Невозможно передать, с какой горячностью король высказывает свое восхищение. Когда все опять переходят в гостиную, он берет со стола небольшую книжку. Эта книжка, которую он, вероятно, много раз перечитывал, носит название «Дон Жуан» Моцарта. Король раскрывает ее и читает вслух несколько строк, слетевших с пера мастера, который глубже всех понимал и больше всех любил Моцарта, — с пера знаменитого Гуно: «О Моцарт, божественный Моцарт! Только тот не обожает тебя, кто плохо понимает! Ты вечная правда! Ты совершенная красота! Ты неисчерпаемая прелесть! Ты глубок и всегда прозрачен! В тебе — полная зрелость и вместе с тем детская простота. Ты все почувствовал и все выразил в музыке, которую никто не превзошел и никогда не превзойдет!»

Теперь Себастьен Цорн и его товарищи берутся за инструменты и при мягком свете, которым заливает гостиную электрическая люстра, играют первую пьесу из отобранных ими-для концерта.

Это десятый квартет Мендельсона, ля-минор, соч. 13; он вызывает полный восторг слушающих.

За ним следует третий квартет Гайдна, до-минор, соч. 75, — «Австрийский гимн», исполненный квартетом с несравненным искусством. Никогда еще музыканты не играли с большим совершенством, чем в этом уютном святилище, где их слушают отрекшиеся от власти король и королева.

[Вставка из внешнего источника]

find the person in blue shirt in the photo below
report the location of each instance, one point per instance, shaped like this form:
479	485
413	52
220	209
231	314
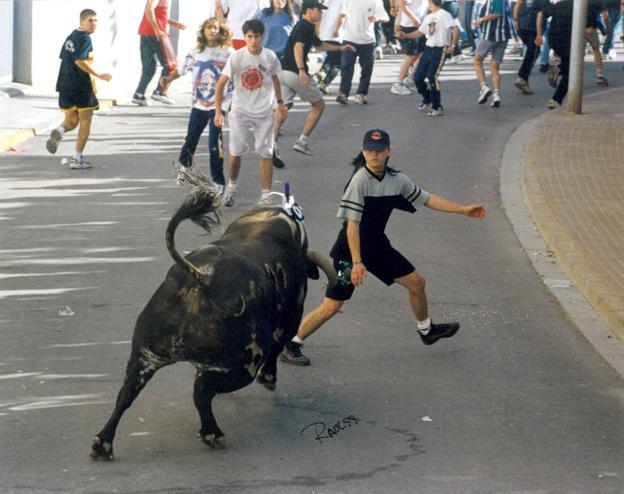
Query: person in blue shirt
374	190
76	88
278	20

Закончив этот гимн, великолепно расцвеченный гением композитора, они исполняют шестой квартет Бетховена, си-бемоль, соч. 18, — «Меланхолический», как его называют, грустного характера; он наделен такой проникновенной силой, что вызывает на глаза слезы.

Затем идет изумительная фуга до-минор Моцарта, настолько свободная от всякой схоластической учености, такая совершенная, такая естественная, что кажется, будто это стремится прозрачный поток или будто легкий ветерок пробегает по нежной листве. И наконец они играют один из самых чудесных квартетов божественного композитора — десятый, ре-мажор, соч. 35. Им заканчивается концерт, какого и не слыхивали набобы Миллиард-Сити. Король и королева продолжают жадно слушать, и французы не устали бы исполнять эти изумительные произведения.

Но уже пробило одиннадцать, и король говорит:

— Благодарим вас, господа, и верьте: наша благодарность идет из самой глубины сердца. Ваша совершенная игра доставила нам такое наслаждение, что воспоминания об этом не изгладятся никогда.

— Если вашему величеству угодно, — говорит Ивернес, — мы могли бы…

— Нет, господа. Вы много сделали для нас… Но не будем злоупотреблять вашей любезностью… Уже поздно, а кроме того… этой ночью… я работаю…

Это последнее слово, произнесенное королем, возвращает музыкантов к действительности. Услышав его из уст монарха, они смущаются… опускают глаза…

— Да, господа, — прибавляет король весело, — я ведь астроном обсерватории Стандарт-Айленда и, — договаривает он не без волнения, — я надзираю за звездами… за падучими звездами!